Il problema di stoccare queste scorie, in maniera sicura per il futuro dell’umanità, non è ancora stato risolto: anzi, il più ambizioso e costoso progetto al proposito, negli Stati Uniti, è definitivamente fallito nel 2008, dopo vent’anni di lavoro e quasi otto miliardi di dollari di investimenti. Per quanto riguarda il problema della sicurezza delle centrali, neppure un paese tecnologicamente avanzato come il Giappone è riuscito ad esserne immune.
Come potremmo noi italiani che non siamo nemmeno in grado di smaltire i comunissimi rifiuti urbani, fare meglio degli americani e dei giapponesi?
Ciascuno ci metta il suo perché, le sue ragioni, persino i suoi sentimenti ed i risentimenti, ma non ceda alle sirene dell’astensionismo, del rifiuto, del tanto nulla cambierà, mai come in questa occasione ogni singolo voto potrà determinare le differenza e il raggiungimento del quorum.

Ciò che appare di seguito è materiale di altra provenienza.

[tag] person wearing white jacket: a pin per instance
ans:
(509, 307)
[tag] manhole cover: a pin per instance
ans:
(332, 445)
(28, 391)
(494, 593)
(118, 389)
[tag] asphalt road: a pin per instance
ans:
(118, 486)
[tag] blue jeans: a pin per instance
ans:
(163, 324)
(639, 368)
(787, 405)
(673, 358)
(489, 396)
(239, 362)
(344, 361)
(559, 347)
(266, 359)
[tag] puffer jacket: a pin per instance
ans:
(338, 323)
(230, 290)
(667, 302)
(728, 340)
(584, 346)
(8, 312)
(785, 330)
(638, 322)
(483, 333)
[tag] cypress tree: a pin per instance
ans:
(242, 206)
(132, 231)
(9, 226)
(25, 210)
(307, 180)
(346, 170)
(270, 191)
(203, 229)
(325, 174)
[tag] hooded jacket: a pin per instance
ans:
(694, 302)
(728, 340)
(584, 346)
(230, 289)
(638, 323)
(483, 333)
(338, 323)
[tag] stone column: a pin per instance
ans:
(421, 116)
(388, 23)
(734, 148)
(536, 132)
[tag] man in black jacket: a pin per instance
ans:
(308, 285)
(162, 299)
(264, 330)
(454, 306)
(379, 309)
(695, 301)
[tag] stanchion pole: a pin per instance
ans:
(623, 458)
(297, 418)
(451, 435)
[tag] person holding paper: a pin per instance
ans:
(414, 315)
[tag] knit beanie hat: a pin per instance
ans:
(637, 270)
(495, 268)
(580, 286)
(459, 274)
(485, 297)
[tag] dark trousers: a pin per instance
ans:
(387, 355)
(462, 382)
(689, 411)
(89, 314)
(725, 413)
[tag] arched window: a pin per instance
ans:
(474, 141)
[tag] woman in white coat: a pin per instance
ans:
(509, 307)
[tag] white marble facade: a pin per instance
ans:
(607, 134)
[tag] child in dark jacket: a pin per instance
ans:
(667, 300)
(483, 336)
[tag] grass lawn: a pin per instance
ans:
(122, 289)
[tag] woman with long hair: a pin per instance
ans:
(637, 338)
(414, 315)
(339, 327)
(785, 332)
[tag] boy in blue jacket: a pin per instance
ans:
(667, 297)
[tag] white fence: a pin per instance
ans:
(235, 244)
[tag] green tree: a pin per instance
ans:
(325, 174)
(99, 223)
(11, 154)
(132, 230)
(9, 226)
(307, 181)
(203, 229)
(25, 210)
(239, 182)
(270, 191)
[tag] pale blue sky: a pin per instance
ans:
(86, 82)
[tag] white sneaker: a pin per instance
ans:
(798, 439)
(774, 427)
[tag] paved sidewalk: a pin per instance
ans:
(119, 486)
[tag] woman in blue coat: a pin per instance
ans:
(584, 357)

Il voto, ogni voto, sarà pesantissimo, perché potrà determinare la fine di una stagione segnata dal disonore, dalla illegalità, dall’oltraggio nei confronti della Costituzione.
Berlusconi ha invitato tutti ad andare al mare, ad astenersi, imitando il suo padrino e mentore Craxi. Dobbiamo contribuire, anche con questo voto, a far sì che ad andare a mare, in una delle sue ville, sia lui.